We are running into an issue where we are hitting the column limit of 200 due to adding a variable number of fields within a single measurement. Doing a bit of more reading, we were hoping that we could get rid of redundant fields by reducing the bucket retention time but it seems like this is not straightforward because of how the data is being retained within shards - InfluxDB shards and shard groups | InfluxDB OSS v2 Documentation.
Our bucket was configured with a retention policy of 365 days, then reduced to 30 days. The fields don’t seem to expire 4 days after setting the bucket retention period to 30 days and we cannot add any new ones. Today we set the expiration period to 1 hour to clean any unused fields, but I doubt this will yield any results.
Knowing all this, and looking at this issue here [InfluxDB v2.7.1] Why the bucket retention period do not working? - #2 by scott am I right to think the actual fields are going to expire after 7 days if the bucket was created with 365 days retention (due to using default shard retention period) or is it going to take much longer than that?
Ok, that’s what I guessed from the 200 column limit. Influx Cloud Serverless uses the InfluxDB v3 storage engine (IOx) which stores data in “partitions.” The documentation you linked to in your post is for InfluxDB OSS which uses the InfluxDB v1/v2 storage engine (TSM). TSM stores data in shards.
In IOx, partitions function similarly to TSM shards, specifically the expiration behavior. When a partition is created, it’s assigned an expiration. That expiration does not get updated if the bucket’s retention period is changed. The new retention period only affects the expiration date of newly created partitions. Also note that data only get’s deleted when the compaction service runs which I think is every hour, but I can’t say for sure.
This is a tricky situation here. There’s no real easy way to delete old columns to make new for new ones. I think your best way forward is to actually write specific fields to a different measurement. So you need to define a way to segment your fields into appropriate measurements to avoid hitting the column limit.
I was wondering, in this particular case SHOW FIELD KEYS FROM "my-bucket-with-200-columns" shows 190 fields but when I use a Flux query from the API schema.measurementFieldKeys ... and count the total field keys for the past year I get 98 since I changed the bucket expiry period to 1 hour. Does this mean that the SHOW FIELD... query is searching for all field within the bucket partitions that have not yet expired or am I seeing something else?
@iganev0886 Flux’s schema.measurementFieldKeys() has default time boundaries (the last 30 days), so if you don’t specify a start parameter, it returns only field keys that have had values written in the last 30 days. InfluxQL’s SHOW FIELD KEYS statement is not time bound, so it shows all field keys that exist in the measurement. I think this is why the two values are different.

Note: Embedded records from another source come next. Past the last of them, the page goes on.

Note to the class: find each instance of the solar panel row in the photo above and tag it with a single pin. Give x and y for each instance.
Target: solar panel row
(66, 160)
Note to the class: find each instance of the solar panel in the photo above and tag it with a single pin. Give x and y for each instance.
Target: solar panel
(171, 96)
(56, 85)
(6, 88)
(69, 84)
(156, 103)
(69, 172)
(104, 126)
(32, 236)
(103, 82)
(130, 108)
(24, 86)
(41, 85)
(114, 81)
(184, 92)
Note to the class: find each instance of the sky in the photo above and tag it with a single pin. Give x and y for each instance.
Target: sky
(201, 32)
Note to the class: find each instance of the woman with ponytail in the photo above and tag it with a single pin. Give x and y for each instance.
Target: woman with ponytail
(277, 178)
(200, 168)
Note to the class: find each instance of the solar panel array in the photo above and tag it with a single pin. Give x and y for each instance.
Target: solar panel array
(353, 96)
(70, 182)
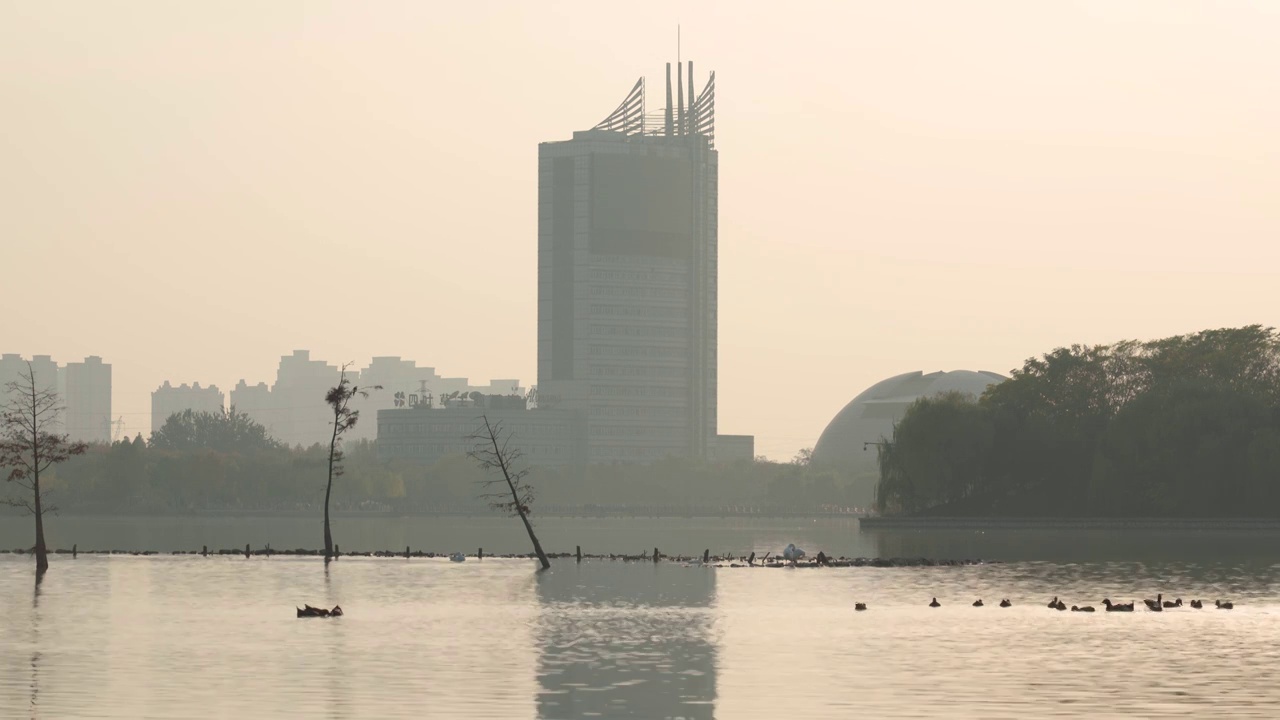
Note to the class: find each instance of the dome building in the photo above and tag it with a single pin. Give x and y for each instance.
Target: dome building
(869, 418)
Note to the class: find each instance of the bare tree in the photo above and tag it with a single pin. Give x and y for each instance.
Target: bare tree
(343, 419)
(511, 493)
(28, 447)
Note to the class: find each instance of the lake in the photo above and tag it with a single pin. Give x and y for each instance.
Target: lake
(216, 637)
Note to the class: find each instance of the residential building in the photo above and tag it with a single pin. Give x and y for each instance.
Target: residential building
(87, 395)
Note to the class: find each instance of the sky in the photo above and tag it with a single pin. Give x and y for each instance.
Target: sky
(192, 190)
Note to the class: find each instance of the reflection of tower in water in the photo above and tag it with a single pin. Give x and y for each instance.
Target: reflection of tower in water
(622, 641)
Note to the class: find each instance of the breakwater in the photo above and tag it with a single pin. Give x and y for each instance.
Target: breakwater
(1173, 524)
(707, 559)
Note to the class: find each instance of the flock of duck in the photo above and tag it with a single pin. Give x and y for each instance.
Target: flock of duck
(1157, 605)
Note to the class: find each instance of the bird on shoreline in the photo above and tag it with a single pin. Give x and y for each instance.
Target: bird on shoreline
(307, 611)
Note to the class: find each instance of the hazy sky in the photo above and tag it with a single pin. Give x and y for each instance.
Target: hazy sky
(192, 190)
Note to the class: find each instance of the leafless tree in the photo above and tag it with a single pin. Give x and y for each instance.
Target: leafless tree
(511, 493)
(343, 419)
(28, 447)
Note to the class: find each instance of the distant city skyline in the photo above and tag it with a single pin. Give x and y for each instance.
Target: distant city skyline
(913, 186)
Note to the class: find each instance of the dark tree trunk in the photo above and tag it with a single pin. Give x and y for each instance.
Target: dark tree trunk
(41, 551)
(328, 491)
(538, 546)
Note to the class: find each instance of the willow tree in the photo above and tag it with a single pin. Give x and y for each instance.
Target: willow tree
(343, 419)
(28, 447)
(506, 487)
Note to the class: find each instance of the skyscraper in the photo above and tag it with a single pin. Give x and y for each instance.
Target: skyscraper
(626, 276)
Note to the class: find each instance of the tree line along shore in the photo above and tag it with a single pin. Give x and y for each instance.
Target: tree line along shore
(1180, 427)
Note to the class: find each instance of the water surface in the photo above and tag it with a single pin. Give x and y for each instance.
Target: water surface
(216, 637)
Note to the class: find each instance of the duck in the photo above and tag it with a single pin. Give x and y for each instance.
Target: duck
(307, 611)
(791, 554)
(1112, 607)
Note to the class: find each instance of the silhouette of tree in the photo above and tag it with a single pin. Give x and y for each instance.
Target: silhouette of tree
(492, 451)
(343, 419)
(27, 447)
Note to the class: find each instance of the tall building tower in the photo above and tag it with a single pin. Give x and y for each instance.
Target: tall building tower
(626, 276)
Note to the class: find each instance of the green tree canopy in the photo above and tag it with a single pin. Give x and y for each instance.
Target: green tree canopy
(224, 432)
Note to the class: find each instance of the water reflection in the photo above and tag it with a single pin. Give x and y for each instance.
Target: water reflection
(1255, 547)
(626, 641)
(35, 643)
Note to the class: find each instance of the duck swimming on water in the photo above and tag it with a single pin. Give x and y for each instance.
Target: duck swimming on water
(307, 611)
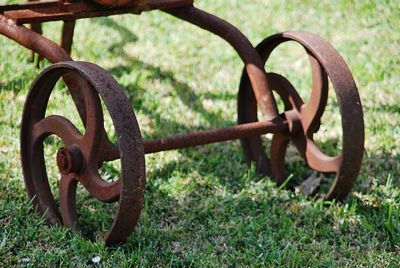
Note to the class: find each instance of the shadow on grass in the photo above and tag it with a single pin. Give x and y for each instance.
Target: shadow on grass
(231, 212)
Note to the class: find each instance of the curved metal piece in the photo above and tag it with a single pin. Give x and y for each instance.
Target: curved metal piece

Hmm, interesting. I’m not sure why these values would be different if the time bounds are the same. If you were using v2, I’d think it would be because SHOW FIELD KEYS looks at the index and schema.measurementFieldKeys() looks at the actual data, but I’m not sure if that’s true in v3. This may be something worth submitting and issue for on the InfluxDB repo.
Thanks for the info. I’m have a similar issue. I was thinking that data that has aged out would decrease the column count, but it seems the limit is on the “index” - the drop down list of fields I can select - and these cannot be deleted:
My test data has 200 columns and I cannot write a new column.
I was also thinking that this makes sense, it would be more problematic for me to be able to change the type of a column from say a string to an int by letting the data age out and then sending a different type.
I was using flux schema vs show field keys and getting different results, which initially made me think I had some options to reduce the column count such that I didn’t have to create a new bucket or measurement, which requires some refactoring, coopying over of certain data etc.